Still, the level of safety is such that the National Park Service's Submerged Cultural Resources Unit worked on-site to produce the proposal for the underwater park, patterning it after the successful Isle Royale, in Canada.

Dan Lenihan, chief of the Park Service unit, described the collection of capital ships as "an incomparable diving experience."

It was generally agreed that further development had to involve the Bikinians, and this, until now, has been the rub.

Understandably, the islanders were reluctant to return to what they perceived to be a "hot" atoll. In addition, their numbers had increased from 167 to more than 2,000 during their exile in the Pacific, compounding any resettlement plan.
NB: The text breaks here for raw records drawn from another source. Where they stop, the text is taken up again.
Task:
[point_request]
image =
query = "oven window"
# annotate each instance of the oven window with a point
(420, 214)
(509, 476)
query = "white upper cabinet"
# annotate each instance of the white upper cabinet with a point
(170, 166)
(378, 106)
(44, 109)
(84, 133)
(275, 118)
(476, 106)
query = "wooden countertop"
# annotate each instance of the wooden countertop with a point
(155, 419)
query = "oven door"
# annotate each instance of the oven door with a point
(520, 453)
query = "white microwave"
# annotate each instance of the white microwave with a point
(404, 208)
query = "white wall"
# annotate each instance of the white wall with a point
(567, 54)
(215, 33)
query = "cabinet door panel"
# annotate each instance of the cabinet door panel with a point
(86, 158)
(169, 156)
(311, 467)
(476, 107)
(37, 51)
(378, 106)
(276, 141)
"In 1946, we promised to take care of the Bikinians for life if they'd leave the atoll," Weisgall explains. It isn't easy, he says, to break the "victim mentality" and convince these nuclear nomads that they might participate in a commercial dive operation. A half-century later, the mindset has changed.

Still, other practical problems remain. For example, Bikini is located in mid-Pacific, 2,500 miles from Honolulu and its airstrip can not accommodate large jets. There are island-hopping flights once a week out of Majaro, the captial of the Marshall Islands, 300 miles to the south. Majaro is served out of Honolulu by the Airlines of the Marshall Islands. The infrequency of flights is one of the factors that keeps Bikini largely undeveloped and isolated.

At present there are no tourist accommodations. The DOE maintains a field station capable of housing up to 25 divers, "but it's hardly Club Med," Weisgall warns. "We'll have a French chef, and the place is comfortable enough. But, bottom line, the first divers will be roughing it."

The Bikinians believe the station is good enough, at least to get started in dive-tourism. Plans for other accommodations are being discussed, Weisgall says.

Pricing has yet to be fixed and no formal dive package is available. Weisgall says the Bikinians will announce details of pricing and future packaging early next year.

"Bikini is strictly for adventurous types," Weisgall admits. "But I think Americans will get into the romance of it. It's true adventure/travel. It's exotic, a world-class destination, and you can't beat the history."